DJB did something similar in qmail, I don't recall the details but you can look at the source code as easily as I can, and it eliminated security problems.

When I'm working in Java, I find that most of my string parsing uses the split() function. This is a pain in C, because even if you had a split() function you'd need to deal with memory allocations. Most of these are solved with a memory pool. In my own library, I also added runtime, grammar-based parsing functionality. So to parse a CSV line you might do something like this:

    char *g = " S   -> WORD | WORD , S;"
              "WORD -> [^,]";
    results = parsegram(g, inputString);

Grammar parsing + memory pools makes string parsing in C easier than in Java. The biggest difficulty with this kind of library is to do it right, you need to be something of a unicode expert, and that's tough.

WalterBright 3208 days ago

I used snprintf(), too, but it is only a minor improvement.
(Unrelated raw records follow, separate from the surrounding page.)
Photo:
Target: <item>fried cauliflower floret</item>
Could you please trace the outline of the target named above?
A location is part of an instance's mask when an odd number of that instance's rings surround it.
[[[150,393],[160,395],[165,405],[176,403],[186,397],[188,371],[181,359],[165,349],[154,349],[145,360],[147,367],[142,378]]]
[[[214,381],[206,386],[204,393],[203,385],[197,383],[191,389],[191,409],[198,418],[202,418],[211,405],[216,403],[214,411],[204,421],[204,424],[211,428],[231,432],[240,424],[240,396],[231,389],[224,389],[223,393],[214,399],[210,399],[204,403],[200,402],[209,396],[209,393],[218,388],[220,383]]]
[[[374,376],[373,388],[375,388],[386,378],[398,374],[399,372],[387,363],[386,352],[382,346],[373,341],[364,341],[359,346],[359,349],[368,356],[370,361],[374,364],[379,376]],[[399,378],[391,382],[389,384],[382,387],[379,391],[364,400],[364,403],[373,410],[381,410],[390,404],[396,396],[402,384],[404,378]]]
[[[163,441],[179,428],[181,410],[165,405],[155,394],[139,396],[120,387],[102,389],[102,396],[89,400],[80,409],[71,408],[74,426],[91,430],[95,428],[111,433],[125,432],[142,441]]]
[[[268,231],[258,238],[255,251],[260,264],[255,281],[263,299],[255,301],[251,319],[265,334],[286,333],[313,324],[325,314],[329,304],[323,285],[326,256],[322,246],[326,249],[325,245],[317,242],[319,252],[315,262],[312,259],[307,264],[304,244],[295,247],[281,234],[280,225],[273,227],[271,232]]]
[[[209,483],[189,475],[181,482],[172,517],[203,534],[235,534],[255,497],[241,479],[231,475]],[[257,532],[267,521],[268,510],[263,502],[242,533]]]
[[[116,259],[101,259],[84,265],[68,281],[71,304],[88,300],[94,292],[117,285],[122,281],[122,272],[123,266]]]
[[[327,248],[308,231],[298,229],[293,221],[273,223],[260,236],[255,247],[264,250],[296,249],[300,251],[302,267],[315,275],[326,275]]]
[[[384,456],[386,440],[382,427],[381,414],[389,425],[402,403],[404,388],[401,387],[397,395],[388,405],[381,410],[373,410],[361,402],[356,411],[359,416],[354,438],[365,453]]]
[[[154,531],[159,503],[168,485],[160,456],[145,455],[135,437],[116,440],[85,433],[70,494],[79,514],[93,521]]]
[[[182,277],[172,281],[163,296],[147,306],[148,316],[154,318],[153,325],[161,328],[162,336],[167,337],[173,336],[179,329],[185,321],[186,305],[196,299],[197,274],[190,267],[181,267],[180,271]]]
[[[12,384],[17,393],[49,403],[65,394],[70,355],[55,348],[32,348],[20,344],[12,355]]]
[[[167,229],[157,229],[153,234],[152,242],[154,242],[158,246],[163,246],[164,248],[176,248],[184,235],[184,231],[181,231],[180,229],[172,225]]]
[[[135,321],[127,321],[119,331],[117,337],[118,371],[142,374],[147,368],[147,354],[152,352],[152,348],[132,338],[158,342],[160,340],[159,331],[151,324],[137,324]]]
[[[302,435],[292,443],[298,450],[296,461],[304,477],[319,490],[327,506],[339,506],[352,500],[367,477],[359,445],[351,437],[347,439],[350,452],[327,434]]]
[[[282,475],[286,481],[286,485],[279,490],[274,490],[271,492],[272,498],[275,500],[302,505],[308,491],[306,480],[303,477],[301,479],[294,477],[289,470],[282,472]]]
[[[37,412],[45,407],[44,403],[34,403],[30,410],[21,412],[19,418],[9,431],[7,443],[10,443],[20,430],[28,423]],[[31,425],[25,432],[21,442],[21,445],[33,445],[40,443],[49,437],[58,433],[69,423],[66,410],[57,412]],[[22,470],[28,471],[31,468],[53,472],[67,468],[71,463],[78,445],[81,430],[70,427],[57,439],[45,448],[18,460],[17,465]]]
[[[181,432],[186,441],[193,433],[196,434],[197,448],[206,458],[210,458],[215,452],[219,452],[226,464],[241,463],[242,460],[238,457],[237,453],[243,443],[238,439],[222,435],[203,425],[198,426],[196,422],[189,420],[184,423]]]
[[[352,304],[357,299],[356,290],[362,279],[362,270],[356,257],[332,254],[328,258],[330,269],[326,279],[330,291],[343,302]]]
Problematic in C is something as simple as concatenating strings:

    Mystring s,t;
    t = "hello";
    t = cat(s,s);
    t = cat(s,s,s);
    t = cat("hello",s);
    t = cat(s,"world");
    t = cat("hello","world");

Even such a simple use case is fraught with major problems:

1. who allocates needed memory?

2. who free's it?

3. can the compiler constant fold cat("hello","world") ? Does the result wind up allocating memory anyway?

4. what about the lack of function overloading to handle the permutations?

JdeBP 3208 days ago

Here's roughly what that would look like using Bernstein's C string library (which was not only used in qmail).

    #include "stralloc.h"
    ...
    static stralloc s, t;
    ...
    if (!stralloc_ready(&s, 0)) die_nomem();

    if (!stralloc_copys(&t, "hello")) die_nomem();

    if (!stralloc_copy(&t, &s)) die_nomem();
    if (!stralloc_cat(&t, &s)) die_nomem();

    if (!stralloc_copy(&t, &s)) die_nomem();
    if (!stralloc_cat(&t, &s)) die_nomem();
    if (!stralloc_cat(&t, &s)) die_nomem();

    if (!stralloc_copys(&t, "hello")) die_nomem();
    if (!stralloc_cat(&t, &s)) die_nomem();

    if (!stralloc_copy(&t, &s)) die_nomem();
    if (!stralloc_cats(&t, "hello")) die_nomem();

    if (!stralloc_copys(&t, "hello")) die_nomem();
    if (!stralloc_cats(&t, "world")) die_nomem();

clarry 3208 days ago

> Even such a simple use case is fraught with major problems: > > 1. who allocates needed memory? > > 2. who free's it?

That's also a major feature. It allows people to write systems that are resilient in the face of tight memory limitations. It's not cool when a language forces string operations to allocate & duplicate memory willy-nilly.

> 3. can the compiler constant fold cat("hello","world") ? Does the result wind up allocating memory anyway?

I fail to see how that's a major problem. Why are you concatenating string literals? How common is that?

> 4. what about the lack of function overloading to handle the permutations?

I consider lack of overloading to be a feature. Overloading is one of the things that are way too easily abused, and it makes code auditing harder than it needs to be. Please just type out the different function names so I can see exactly what is going to be called when I read the code. Or use the sprintf family of variadic functions.

ktRolster 3208 days ago

I assume you're referring to OpenBSD here, they didn't use snprintf(). They used asnprintf(), which solves the problem of who should allocate (but not who should free).